A former "Dateline NBC" correspondent claims that in the aftermath of September 11, the network diverted him from reporting on al Qaeda and instead wanted him to ride along with the country's "forgotten heroes," firefighters.
John Hockenberry, who was laid off from "Dateline" in early 2005, wrote in this month's Technology Review that on the Sunday after the September 2001 attacks he was pitching stories on the origins of al Qaeda and Islamic fundamentalism. He claimed that then-NBC programming chief Jeff Zucker, who came into a meeting Hockenberry was having with "Dateline" executive producer David Corvo, said "Dateline" should instead focus on the firefighters and perhaps ride along with them a la "Cops," the Fox reality series.
According to Hockenberry, Zucker said "that he had no time for any subtitled interviews with jihadists raging about Palestine." [...]

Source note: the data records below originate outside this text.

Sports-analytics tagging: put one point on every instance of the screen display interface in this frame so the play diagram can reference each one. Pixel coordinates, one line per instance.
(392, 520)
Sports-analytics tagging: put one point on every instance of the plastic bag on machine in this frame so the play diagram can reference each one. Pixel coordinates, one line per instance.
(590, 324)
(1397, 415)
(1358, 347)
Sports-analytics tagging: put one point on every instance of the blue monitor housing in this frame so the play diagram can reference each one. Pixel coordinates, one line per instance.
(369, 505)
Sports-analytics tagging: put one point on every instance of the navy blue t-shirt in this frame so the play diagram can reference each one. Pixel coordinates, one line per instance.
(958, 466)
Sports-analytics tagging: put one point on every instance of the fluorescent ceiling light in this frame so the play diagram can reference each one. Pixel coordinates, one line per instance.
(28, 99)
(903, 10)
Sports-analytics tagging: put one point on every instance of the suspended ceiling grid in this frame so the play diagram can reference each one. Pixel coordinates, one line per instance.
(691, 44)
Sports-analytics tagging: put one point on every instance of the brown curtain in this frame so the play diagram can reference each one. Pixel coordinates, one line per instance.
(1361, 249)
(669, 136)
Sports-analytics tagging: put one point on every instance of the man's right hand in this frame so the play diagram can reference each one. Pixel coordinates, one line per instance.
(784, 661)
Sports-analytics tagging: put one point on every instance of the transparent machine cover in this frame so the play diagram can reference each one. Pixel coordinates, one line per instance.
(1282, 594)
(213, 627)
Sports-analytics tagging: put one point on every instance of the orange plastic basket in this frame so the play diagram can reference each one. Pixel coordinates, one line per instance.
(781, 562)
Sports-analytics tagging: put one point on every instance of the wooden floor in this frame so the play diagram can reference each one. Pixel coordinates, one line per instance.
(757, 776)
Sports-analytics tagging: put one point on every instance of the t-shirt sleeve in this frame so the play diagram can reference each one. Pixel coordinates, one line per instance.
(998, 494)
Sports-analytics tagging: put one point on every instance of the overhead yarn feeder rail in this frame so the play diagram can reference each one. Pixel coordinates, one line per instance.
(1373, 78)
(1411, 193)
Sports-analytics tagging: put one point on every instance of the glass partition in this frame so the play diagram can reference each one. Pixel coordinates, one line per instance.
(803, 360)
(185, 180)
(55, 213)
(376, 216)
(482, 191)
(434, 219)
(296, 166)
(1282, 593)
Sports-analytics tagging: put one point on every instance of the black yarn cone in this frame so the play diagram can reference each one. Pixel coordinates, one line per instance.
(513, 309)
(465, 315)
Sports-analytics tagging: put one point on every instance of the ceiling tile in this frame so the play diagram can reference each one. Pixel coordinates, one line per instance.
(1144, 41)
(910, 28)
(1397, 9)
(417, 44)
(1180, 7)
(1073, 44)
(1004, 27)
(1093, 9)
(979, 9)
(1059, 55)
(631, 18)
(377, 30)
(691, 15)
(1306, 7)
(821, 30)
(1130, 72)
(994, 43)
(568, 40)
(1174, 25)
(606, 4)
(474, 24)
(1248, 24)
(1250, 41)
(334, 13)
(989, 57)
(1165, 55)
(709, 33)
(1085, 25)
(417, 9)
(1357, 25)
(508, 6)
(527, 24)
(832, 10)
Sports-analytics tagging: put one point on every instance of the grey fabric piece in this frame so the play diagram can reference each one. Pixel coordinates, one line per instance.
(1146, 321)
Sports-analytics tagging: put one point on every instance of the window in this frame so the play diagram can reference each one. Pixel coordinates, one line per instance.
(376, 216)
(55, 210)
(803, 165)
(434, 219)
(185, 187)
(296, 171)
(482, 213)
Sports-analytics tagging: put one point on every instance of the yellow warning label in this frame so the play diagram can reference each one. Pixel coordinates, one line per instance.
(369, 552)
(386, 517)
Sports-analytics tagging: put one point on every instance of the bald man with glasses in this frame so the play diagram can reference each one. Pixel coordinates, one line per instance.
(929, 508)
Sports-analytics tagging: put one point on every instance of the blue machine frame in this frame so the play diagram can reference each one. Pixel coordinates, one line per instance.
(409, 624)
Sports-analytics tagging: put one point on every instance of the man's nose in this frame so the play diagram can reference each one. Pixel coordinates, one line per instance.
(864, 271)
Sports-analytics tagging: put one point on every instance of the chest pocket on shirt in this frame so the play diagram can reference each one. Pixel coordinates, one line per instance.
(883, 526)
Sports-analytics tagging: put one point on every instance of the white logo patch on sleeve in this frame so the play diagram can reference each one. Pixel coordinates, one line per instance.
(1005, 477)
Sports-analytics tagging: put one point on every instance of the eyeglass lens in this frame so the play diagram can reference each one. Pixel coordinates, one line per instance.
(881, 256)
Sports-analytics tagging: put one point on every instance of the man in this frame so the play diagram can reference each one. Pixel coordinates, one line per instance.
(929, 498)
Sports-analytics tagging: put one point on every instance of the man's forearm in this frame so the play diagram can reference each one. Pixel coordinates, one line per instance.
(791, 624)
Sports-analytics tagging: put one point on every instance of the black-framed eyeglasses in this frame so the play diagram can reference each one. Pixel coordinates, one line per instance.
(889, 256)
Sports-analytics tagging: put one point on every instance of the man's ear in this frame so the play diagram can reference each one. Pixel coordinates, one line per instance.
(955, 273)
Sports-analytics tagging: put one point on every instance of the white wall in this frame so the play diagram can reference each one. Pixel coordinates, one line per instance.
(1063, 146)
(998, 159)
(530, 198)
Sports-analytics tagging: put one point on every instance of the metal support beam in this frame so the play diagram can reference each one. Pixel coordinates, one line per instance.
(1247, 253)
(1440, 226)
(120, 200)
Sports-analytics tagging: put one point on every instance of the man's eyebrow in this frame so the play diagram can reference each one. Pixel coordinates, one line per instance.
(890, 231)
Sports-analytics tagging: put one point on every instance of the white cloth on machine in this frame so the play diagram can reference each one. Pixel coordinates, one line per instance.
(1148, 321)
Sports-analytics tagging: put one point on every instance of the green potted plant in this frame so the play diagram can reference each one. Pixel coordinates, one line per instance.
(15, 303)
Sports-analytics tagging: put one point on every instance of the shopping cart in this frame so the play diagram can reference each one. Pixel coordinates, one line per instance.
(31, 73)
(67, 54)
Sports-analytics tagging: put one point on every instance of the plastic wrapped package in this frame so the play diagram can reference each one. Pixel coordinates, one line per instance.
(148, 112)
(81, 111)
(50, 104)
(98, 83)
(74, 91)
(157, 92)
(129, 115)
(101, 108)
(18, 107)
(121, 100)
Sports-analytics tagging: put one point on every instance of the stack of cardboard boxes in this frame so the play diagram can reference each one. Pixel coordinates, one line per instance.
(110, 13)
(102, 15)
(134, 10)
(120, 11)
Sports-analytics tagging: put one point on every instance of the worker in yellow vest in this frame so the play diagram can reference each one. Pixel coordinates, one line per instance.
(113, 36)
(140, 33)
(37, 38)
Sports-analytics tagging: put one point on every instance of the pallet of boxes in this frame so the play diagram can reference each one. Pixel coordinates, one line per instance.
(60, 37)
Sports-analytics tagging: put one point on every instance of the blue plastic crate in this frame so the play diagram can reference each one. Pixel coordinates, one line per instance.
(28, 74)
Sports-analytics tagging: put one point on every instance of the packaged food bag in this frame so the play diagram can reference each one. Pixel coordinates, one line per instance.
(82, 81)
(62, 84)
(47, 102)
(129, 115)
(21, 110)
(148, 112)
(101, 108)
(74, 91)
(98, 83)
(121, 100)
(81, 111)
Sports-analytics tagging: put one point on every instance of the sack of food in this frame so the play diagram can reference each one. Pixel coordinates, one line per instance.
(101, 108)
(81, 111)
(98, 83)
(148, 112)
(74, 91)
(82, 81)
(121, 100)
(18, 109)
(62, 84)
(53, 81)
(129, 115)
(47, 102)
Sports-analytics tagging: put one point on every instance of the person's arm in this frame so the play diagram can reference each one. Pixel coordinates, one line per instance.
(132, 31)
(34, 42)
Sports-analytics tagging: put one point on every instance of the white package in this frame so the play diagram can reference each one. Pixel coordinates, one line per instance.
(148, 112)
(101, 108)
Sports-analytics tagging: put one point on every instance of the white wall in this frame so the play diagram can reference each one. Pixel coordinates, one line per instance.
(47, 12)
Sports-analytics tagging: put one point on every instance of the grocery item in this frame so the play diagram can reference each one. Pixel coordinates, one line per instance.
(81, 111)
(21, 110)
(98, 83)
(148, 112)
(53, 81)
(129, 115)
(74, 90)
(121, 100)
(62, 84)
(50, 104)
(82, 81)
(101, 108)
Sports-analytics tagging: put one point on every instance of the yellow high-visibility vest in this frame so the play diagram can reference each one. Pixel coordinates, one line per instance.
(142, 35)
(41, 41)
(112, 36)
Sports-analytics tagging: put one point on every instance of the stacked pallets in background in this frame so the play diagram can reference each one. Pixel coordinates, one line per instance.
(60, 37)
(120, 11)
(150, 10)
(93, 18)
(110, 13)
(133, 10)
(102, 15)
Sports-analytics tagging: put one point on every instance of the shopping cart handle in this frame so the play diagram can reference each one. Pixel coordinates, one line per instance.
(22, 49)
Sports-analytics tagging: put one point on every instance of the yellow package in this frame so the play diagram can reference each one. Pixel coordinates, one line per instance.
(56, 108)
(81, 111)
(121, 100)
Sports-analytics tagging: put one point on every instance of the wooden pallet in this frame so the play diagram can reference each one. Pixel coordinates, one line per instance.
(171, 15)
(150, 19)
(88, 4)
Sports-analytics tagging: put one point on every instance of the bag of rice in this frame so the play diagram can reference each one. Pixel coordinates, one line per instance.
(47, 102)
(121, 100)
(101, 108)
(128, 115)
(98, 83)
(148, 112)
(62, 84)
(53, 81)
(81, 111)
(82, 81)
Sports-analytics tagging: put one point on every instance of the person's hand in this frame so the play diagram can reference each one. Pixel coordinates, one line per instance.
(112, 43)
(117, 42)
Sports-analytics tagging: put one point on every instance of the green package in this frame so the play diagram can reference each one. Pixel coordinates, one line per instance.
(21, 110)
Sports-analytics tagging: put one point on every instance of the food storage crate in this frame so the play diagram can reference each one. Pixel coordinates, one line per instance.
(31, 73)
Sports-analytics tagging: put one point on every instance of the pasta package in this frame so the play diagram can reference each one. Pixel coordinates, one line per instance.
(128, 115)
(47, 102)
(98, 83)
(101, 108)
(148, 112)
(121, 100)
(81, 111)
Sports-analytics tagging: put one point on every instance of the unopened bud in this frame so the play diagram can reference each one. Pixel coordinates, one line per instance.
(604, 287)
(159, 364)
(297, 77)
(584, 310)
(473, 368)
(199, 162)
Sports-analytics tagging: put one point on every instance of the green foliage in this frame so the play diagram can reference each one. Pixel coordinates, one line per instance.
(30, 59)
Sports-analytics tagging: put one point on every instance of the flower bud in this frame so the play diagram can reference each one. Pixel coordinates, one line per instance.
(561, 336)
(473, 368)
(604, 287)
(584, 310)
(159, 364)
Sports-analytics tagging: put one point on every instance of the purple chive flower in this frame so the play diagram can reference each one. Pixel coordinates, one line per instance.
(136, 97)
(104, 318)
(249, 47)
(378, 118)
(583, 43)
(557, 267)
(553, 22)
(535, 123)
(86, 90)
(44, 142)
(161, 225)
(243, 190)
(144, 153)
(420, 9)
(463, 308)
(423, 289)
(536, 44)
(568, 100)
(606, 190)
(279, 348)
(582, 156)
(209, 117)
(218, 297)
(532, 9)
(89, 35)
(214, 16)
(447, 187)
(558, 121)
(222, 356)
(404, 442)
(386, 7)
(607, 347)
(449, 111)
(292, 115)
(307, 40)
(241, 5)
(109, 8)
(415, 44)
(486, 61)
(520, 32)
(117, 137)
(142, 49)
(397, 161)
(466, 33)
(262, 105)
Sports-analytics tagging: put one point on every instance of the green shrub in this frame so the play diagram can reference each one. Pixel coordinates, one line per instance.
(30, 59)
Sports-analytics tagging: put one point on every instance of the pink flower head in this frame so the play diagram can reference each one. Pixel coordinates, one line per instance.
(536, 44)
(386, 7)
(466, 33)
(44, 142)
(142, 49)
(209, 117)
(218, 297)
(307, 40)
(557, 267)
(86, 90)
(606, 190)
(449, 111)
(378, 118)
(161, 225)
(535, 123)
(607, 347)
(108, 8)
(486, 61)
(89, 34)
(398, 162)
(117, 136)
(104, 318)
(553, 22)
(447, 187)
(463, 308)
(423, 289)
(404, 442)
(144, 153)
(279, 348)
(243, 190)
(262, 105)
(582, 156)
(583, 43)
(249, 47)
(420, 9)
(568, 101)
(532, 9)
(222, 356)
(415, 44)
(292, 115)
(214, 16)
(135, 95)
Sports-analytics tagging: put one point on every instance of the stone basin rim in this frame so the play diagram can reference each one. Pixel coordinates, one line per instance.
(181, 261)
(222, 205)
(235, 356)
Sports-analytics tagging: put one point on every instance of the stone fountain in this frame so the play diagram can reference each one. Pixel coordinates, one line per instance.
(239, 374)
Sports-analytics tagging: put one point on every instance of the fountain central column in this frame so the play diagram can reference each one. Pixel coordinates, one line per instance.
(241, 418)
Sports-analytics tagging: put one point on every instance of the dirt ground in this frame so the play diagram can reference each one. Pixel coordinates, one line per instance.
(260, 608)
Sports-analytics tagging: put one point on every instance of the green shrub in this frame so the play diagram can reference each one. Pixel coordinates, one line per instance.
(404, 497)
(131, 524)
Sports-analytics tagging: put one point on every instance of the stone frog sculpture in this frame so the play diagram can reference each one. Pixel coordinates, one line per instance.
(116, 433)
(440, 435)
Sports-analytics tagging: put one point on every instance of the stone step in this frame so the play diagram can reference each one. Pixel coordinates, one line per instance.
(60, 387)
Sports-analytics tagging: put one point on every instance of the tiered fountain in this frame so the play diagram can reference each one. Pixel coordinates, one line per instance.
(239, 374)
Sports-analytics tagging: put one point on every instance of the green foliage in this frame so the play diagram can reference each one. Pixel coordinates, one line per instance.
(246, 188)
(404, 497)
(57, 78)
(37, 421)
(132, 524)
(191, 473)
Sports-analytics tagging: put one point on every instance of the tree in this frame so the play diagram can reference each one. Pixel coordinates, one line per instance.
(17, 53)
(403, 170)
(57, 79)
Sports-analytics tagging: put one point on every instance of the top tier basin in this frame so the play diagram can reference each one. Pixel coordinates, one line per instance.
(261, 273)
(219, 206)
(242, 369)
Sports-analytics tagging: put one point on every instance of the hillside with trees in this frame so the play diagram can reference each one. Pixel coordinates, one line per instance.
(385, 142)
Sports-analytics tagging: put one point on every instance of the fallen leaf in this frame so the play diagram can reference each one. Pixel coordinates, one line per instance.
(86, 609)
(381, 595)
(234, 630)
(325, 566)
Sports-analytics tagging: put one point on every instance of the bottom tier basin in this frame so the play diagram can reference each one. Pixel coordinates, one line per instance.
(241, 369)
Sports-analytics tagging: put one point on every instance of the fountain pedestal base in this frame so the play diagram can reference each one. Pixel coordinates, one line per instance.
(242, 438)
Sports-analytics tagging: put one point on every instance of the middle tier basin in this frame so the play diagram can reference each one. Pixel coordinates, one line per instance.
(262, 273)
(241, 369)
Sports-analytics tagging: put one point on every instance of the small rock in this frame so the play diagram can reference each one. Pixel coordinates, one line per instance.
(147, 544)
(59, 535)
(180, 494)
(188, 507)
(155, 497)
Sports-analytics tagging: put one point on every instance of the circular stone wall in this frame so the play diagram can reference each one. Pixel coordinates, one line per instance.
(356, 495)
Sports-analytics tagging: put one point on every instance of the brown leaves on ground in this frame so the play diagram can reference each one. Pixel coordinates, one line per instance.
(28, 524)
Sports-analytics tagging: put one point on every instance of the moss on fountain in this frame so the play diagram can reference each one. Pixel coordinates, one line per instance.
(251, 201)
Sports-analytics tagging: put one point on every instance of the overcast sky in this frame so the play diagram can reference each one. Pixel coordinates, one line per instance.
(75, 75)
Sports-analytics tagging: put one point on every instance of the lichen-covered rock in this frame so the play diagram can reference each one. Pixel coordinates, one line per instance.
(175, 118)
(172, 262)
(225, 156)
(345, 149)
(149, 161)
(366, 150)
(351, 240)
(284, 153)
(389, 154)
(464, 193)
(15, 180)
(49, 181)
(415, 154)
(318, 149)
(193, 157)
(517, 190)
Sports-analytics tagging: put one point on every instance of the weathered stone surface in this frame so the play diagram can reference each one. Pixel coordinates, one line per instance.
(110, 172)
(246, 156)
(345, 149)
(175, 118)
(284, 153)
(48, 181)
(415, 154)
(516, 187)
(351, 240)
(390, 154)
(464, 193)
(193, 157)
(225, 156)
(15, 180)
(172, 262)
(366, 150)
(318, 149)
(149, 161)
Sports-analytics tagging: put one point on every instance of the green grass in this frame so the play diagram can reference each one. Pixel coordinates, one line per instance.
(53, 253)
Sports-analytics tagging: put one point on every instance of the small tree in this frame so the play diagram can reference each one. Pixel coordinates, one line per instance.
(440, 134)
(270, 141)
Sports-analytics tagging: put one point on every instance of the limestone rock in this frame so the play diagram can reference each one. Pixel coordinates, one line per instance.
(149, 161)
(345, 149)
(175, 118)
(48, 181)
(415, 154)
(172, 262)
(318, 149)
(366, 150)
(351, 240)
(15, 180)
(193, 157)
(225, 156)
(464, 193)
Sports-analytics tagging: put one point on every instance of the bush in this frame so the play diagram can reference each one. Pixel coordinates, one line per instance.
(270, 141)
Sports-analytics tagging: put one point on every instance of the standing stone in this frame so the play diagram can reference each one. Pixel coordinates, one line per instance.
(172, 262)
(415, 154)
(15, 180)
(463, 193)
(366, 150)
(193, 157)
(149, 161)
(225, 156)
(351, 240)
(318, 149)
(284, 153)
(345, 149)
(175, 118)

Hockenberry is a distinguished fellow at the MIT Media Lab in Cambridge, Mass. But for more than 20 years, he was a broadcast journalist working at National Public Radio, ABC News and from 1996-2005, a correspondent at "Dateline." Hockenberry's blistering article trained much of its fire on the controversial NBC newsmagazine, which has been criticized for its "To Catch a Predator" series -- a "highly rated pile of programming debris," in Hockenberry's words.
Another bombshell is Hockenberry's claims that General Electric, NBC's parent company, discouraged him from talking to the Bin Laden family about their estranged family member. Hockenberry asked GE, which does business with the Bin Laden family company, to help him get in contact with them. Instead, a PR executive called Hockenberry's hotel room in Saudi Arabia and read a statement about how GE didn't see its "valuable business relationship" with the Bin Laden Group as having anything to do with "Dateline." [emphasis added]
It is entirely rational for large corporations with diversified holdings to seek to ensure that none of its parts is cannibalizing or otherwise detracting value and profitability from the other. Thus, GE has a valid business interest in trying to quash stories that might queer existing business relationships, or otherwise reflect badly on a brand within the corporate family. The problem for news consumers, and the public in general, is that such deference to narrow business interests is not an ideal calculus for the impartial dissemmenation of all the relevant facts (even and especially the embarrassing ones).
Given this inherent, likely incurable, conflict of interest, decisions like the ones made by the FCC to allow fewer and fewer corporate entities to own larger and larger stakes of the media landscape exacerbates the dynamic and will inevitably result in an increasingly narrow band of information deemed acceptable for distribution to consumers. Such control of information by the few does not bode well for the nurturing of a well-informed polity - an essential component of a healthy, functioning democracy. You know, the type of stuff that we like to lecture other nations about, when we're not invading them to teach them these lessons with shock and awe tutorials.